R: A gente gasta milhões investindo na Polícia pra ela enxugar o gelo reprimindo o tráfico. Com a legalização, a gente poderia economizar o dinheiro que é gasto na repressão e ainda ter mais recursos através da cobrança de impostos. E esses recursos novos, esses recursos economizados poderiam ser investidos no que funciona: o investimento da saúde pública, da informação. As pessoas precisam conhecer as drogas, saber quais são os perigos da utilização de qualquer uma delas e precisa ter acesso ao tratamento quando houver necessidade.
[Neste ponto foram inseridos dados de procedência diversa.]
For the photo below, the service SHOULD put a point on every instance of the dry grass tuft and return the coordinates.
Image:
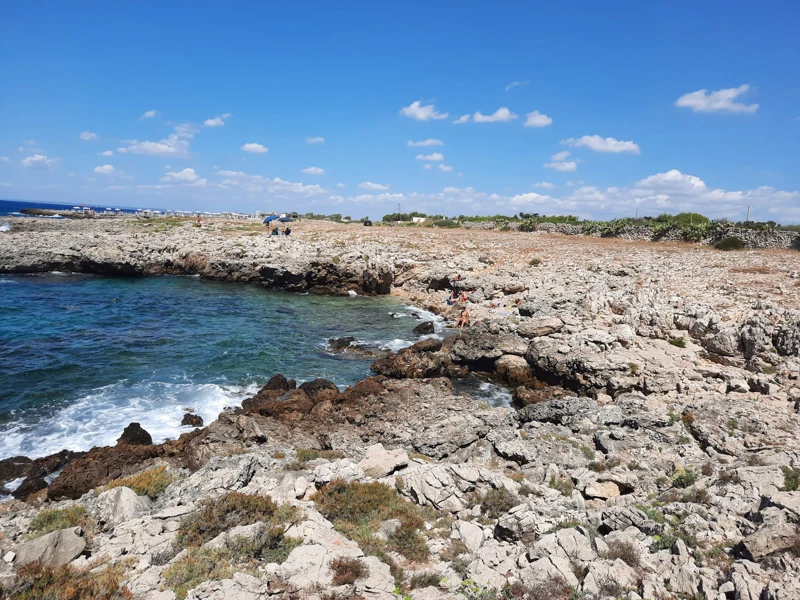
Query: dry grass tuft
(150, 483)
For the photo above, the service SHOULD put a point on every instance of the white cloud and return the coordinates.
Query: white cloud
(537, 119)
(173, 145)
(560, 162)
(514, 84)
(187, 175)
(38, 161)
(258, 184)
(422, 113)
(104, 170)
(255, 148)
(598, 144)
(717, 101)
(428, 142)
(373, 187)
(501, 115)
(561, 155)
(433, 156)
(217, 121)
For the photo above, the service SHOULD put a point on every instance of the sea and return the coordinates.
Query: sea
(10, 206)
(83, 356)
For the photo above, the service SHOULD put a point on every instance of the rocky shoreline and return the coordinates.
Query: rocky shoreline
(652, 451)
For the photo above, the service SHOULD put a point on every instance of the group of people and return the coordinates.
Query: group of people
(456, 298)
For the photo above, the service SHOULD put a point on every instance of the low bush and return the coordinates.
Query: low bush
(54, 519)
(150, 483)
(423, 580)
(563, 484)
(625, 551)
(357, 510)
(220, 514)
(498, 502)
(730, 242)
(791, 479)
(204, 564)
(347, 571)
(35, 582)
(683, 478)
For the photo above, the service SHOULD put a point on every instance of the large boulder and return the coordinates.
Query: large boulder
(52, 550)
(118, 505)
(134, 435)
(540, 326)
(380, 462)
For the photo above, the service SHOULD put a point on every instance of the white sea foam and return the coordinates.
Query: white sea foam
(495, 395)
(99, 418)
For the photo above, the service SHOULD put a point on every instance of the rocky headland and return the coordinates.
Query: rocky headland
(652, 450)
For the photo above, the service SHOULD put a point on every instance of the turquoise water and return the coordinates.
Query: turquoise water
(83, 356)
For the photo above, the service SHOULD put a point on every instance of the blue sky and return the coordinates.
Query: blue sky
(662, 108)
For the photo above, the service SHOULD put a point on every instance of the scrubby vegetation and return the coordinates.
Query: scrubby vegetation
(358, 509)
(53, 519)
(35, 582)
(730, 242)
(269, 545)
(347, 571)
(150, 483)
(220, 514)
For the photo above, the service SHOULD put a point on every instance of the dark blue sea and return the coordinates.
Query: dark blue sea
(9, 206)
(83, 356)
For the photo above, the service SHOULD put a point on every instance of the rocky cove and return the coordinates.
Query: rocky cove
(652, 452)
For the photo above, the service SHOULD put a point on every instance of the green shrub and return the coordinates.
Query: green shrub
(220, 514)
(730, 242)
(357, 509)
(150, 483)
(625, 551)
(791, 479)
(53, 519)
(683, 478)
(35, 582)
(240, 553)
(347, 571)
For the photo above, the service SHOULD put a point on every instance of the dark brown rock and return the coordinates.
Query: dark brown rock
(424, 328)
(31, 485)
(279, 382)
(315, 388)
(134, 435)
(192, 420)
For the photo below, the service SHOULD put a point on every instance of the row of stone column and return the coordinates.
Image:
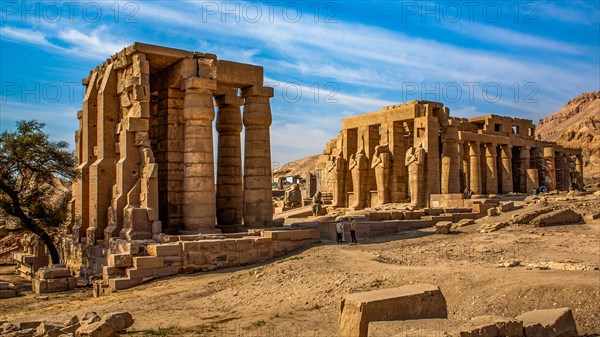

O Cidadão: Com a descriminalização da legalização, não existiria a possibilidade de uma dependência, um uso mais constante?

R: Como a proibição não funciona, hoje qualquer um tem acesso a droga quando quiser. É o mercado descontrolado, por exemplo, se meu filho de 15 anos chega em casa bêbado e eu pergunto que vendeu bebida, ligar pra polícia ou ir no bar mesmo tirar satisfação e reclamar. Mas se ele chega em casa “pancadão” de cocaína, vou ligar pra polícia e denunciar ou ir na boca de fumo tirar satisfação? 

A sociedade se engana achando que a proibição afasta as pessoas das drogas. A proibição não funciona. Nem nos presídios de países do primeiro mundo é possível impedir o tráfico de drogas, quanto mais nas ruas, nas cidades. Falo dos presídios da Dinamarca, Noruega, Finlândia. É impossível controlar. Gostaria de afirmar com muita convicção de que a mudança dessa política vai aumentar o consumo, porque já é fácil. E vemos o efeito contrário, através da regulamentação a gente criar dificuldades para crianças e adolescentes terem acesso as drogas.

O Cidadão: Existe um canal para quem quer conhecer melhor o MLM?
Existem muitos canais, nosso site é www.marchadamaconha.org e temos esse www.legalizacaodamaconha.org . Pesquisem sobre o Congresso que aconteceu dias 3, 4 e 5 de Maio em Brasília, com a presença de especialistas, professores doutores de vários locais do Brasil e o Mundo. Nesse Congresso a Comunidade Científica se manifestou pela legalização e regulamentação das drogas. Os vídeos das palestras estão disponíveis para quem quiser assisti-las: CONGRESSO INTERNACIONAL SOBRE DROGAS 2013.